September Brent crude futures rose 66 cents, or 0.81%, to $82.37 a barrel. September WTI crude rose 69 cents, or 0.89%, to $78.28.
The U.S. Commerce Department data on Thursday showed the U.S. economy grew faster than expected in the second quarter, inflation eased and raised expectations that the Federal Reserve will cut interest rates in September. Lower interest rates are expected to boost economic activity, which in turn should boost oil consumption.
U.S. GDP data showed the economy is progressing at a relatively good pace. That’s a sign of a soft landing, and a sign that inflation is being brought under control without causing a painful recession or a major rise in unemployment.

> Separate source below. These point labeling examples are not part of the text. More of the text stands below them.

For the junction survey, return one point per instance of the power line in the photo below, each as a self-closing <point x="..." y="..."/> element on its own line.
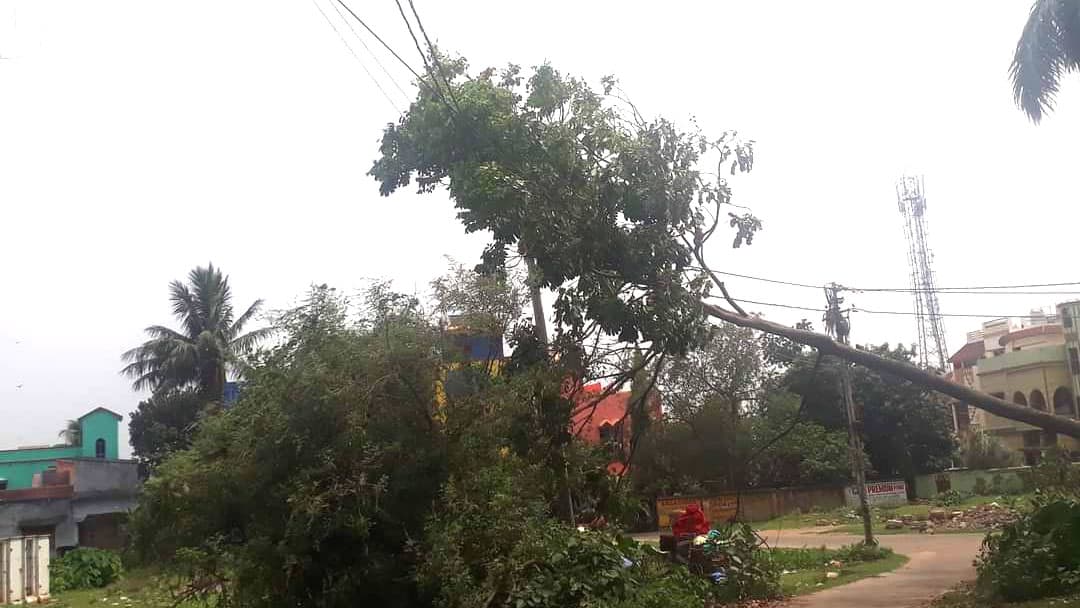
<point x="355" y="56"/>
<point x="908" y="313"/>
<point x="381" y="41"/>
<point x="366" y="48"/>
<point x="891" y="312"/>
<point x="969" y="288"/>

China’s oil imports and refining activity are lower this year than in 2023, according to government data, due to weak fuel demand amid slowing economic growth.
As Chinese economic data continues to disappoint, we are starting to see larger oil inventory draws, suggesting that supply growth is lagging behind demand.
Earlier on Thursday, China’s central bank unexpectedly cut interest rates to support its flagging economy.
In Canada, hundreds of wildfires are burning in the western provinces of British Columbia and Alberta, including in the oil sands hub of Fort McMurray. However, the region is expected to receive some rain this weekend, easing supply concerns.
Efforts to reach a ceasefire agreement between Israel and Hamas to end the war in Gaza have gained momentum in the past month. A positive breakthrough could lower prices by removing ongoing threats to supply.
But with ongoing and, according to some sources, conciliatory developments in the Gaza peace talks, oil prices are finding it increasingly difficult to hold on to intermittent recoveries.